At a time when Detroit still relies heavily on profits from SUV sales, and oil riches enable Arab states to avoid the democratic reforms necessary to long term political stability, this is unsettling news.  Even more disturbing is that automobile use is skyrocketing in three heavily populated continents – Asia, Africa and Latin America.

What will happen to CO2 levels and the demand for oil if China continues to double their car traffic every five years, with India following close behind in the fast lane?

This is all very depressing if you believe that the proliferation of cars all over the world is unavoidable.  But what if developing nations could look forward to a prosperous future without focusing on the car as the primary means of getting around?  Impossible, you might say.

Well, take a look at Bogotá, Colombia, a city of seven million.  Plans for an eight-lane highway were scrapped and nearly 200 miles of bikeways were constructed. TransMilenio, a 21st century transit system, was inaugurated using high-speed buses that travel in their own separated lanes.  This bus rapid transit (BRT) system now carries more than one million passengers a day, 20 percent of whom have switched from driving cars.

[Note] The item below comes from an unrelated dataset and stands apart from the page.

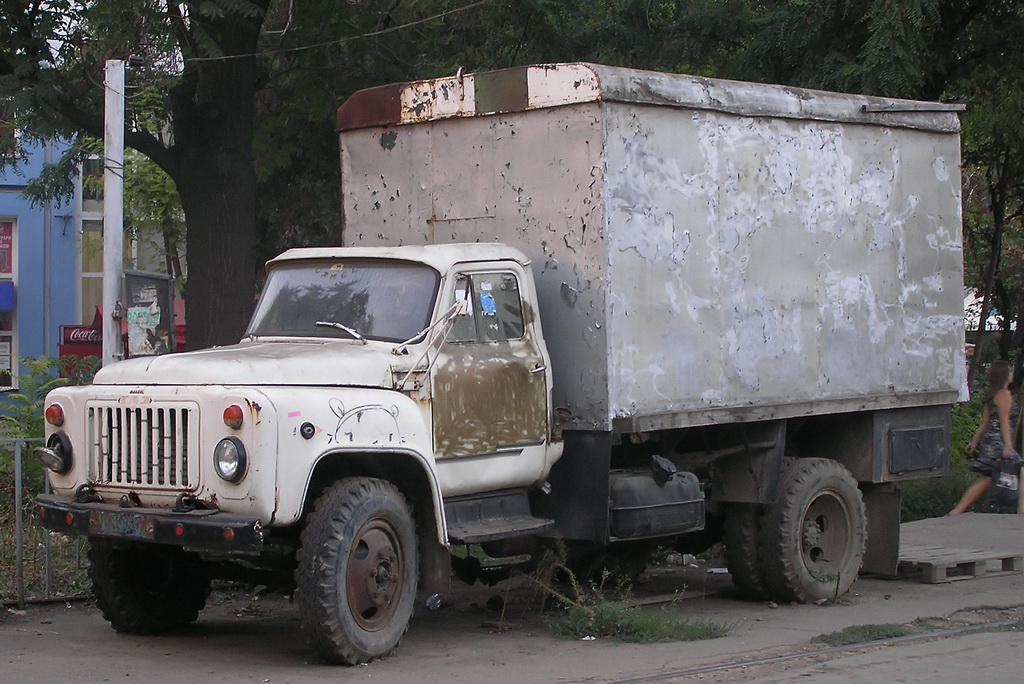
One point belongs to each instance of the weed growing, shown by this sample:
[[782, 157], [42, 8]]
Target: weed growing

As a result of the TransMilenio system and certain restrictions on auto use during peak hours, congestion has been reduced.  Bogotá’s buses alone are estimated to reduce 3.5 million tons of CO2 gases between 2001 and 2013.

Bogotá’s success has not gone unnoticed by other cities.  Jakarta, Indonesia, a city of 15 million, has recently constructed three BRT lines, with four more planned soon.  BRT is also providing a cost-effective alternative to more traffic and more pollution in spots as varied as Sao Paulo, Brazil; Seoul, South Korea; Quito, Ecuador; Hangzhou, China; Mexico City; Brisbane, Australia and – surprise – Los Angeles.

Bike use is being promoted by elaborate new bikeways in places like Dakar, Senegal; Ahmedabad, India; and Rio de Janeiro, Brazil.  Seoul even tore down a highway running through its city center, resurrecting an underground river in its place complete with pedestrian walkways and links to an expanding network of bike lanes.

Of course, it’s not right to ask people in poor countries to compensate for our failings in responding to the green house effect and oil dependence.  But developing countries can avoid many of our woes by just saying no to oil dependence.  With oil prices soaring and traffic getting worse, is it really a sacrifice for such countries to replace fantasies stoked by automotive advertising with their own dreams of truly livable cities?

Bogotá and a growing number of cities around the world are embracing a new vision of urban life that offers people quick and comfortable travel by mass transit, and beautiful, tree-lined streets where pedestrians and cyclists are not second class citizens.  For the 80 percent of the world’s people that have no realistic hope of ever owning a car, this change in thinking is not just about the environment, it’s also about providing a more equitable way to get to jobs, schools and hospitals.

Here at home, politicians are reluctant to embrace an increased gas tax for fear of losing elections, and alternative fuels like corn-based ethanol are not yet broadly available.  Mayors and governors in many developing countries, however, are proving that reducing oil dependence can be good politics when it is not rooted in belt-tightening measures or technological fixes, but in working to achieve a fundamentally different vision of the kind of cities that we want to live in.

Walter Hook is executive director of the New York-based Institute for Transportation and Development Policy.